Diante do que foi exposto, Paulo faz uma espécie de resumo sobre as características do amor:
tudo sofre: recebe o ônus da injúria e do perdão.
Tudo crê: mantém a palavra até as últimas consequências.
Tudo espera e tudo suporta: pois possui uma forte perspectiva escatológica. Quem conhece o final afugenta ansiedades.

3. A vida na perspectiva da eternidade (8-13).

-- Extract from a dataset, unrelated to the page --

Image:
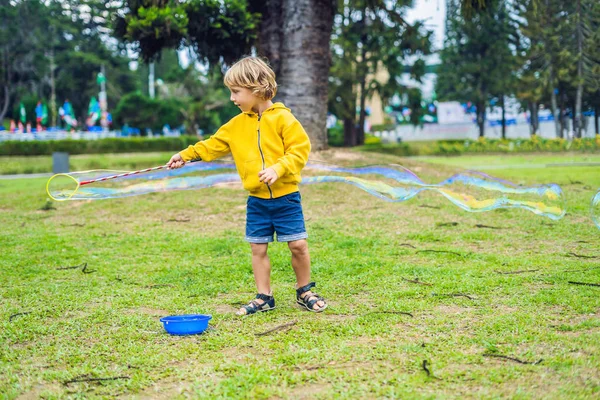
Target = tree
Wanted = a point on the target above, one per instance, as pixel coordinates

Por que tanto destaque para o amor? Se pessoas que não amam podem ser usadas por Deus, altruístas sem amor ajudam pessoas que passam fome, o amor é realmente essencial? Paulo mostra que aquilo que é eterno dá sentido ao que é provisório: “o amor jamais acaba”. O amor nunca deixará de ser o plano de Deus aqui e na eternidade. O amor é o miolo que deve preencher nossas motivações, a regra que rege nossas ações.
Os versículos 8 a 12 podem apresentar alguma dificuldade de compreensão. Vamos tentar elucidá-los: Profecias, línguas e ciência passarão (8a), pois eles são provisórios. Nos dão hoje um conhecimento parcial [incompleto] daquilo que um dia conheceremos totalmente. Ou seja, hoje não conhecemos o todo e nem falamos do todo (8b, 9). Mas Aquele que conhecemos e Aquele de quem falamos nunca passará: é aquele a quem Paulo se refere como Perfeito (10).
Este é Jesus Cristo, em sua volta. Quando estivermos diante dele, não precisaremos daquilo que nos permite conhecê-lo em parte. Quando ele estiver plenamente diante de nós, não haverá necessidade dos dons relacionados ao conhecimento de Deus, nem mesmo as Escrituras, que possuem o mais elevado em nos revelar a salvação em Cristo e o caminho da santidade, serão necessárias. Estes dons serão aniquilados, mas o amor será completado.
Paulo usa duas figuras: do menino que se torna homem e do uso de espelhos. No verso 11 vemos que é como o homem que deixa as coisas de menino, pois agora são incompatíveis. O “em parte” será aniquilado. O verso 12 nos ensina que tudo agora é mediado como alguém que usa um espelho (naquela época menos eficiente que os nossos) para ver algo, mas um dia conheceremos a Cristo assim como ele nos conhece.
Paulo finaliza com as três virtudes teologais (relacionadas diretamente a Deus), entre as quais, a única que permanecerá para sempre é o amor, por isso, a maior delas.

Aplicações

1) O amor dá significado ao nosso ministério

Somente o amor, que direciona o serviço para a gloria de Cristo e para o proveito do irmão, pode fazer com que nosso trabalho seja harmônico, ao participar da diversidade da igreja, seja um meio de cumprirmos nossa vocação, sendo seres a imagem de Deus e que portanto amam, e seja sincero, pela entrega corretamente motivada.
Assim, a motivação [o amor] conta - o importante não é fazer. Não há nada que mais edifique a vida do irmão do que o serviço acompanhado de amor. Você pode não ter vários dons, mas não pode não ter amor.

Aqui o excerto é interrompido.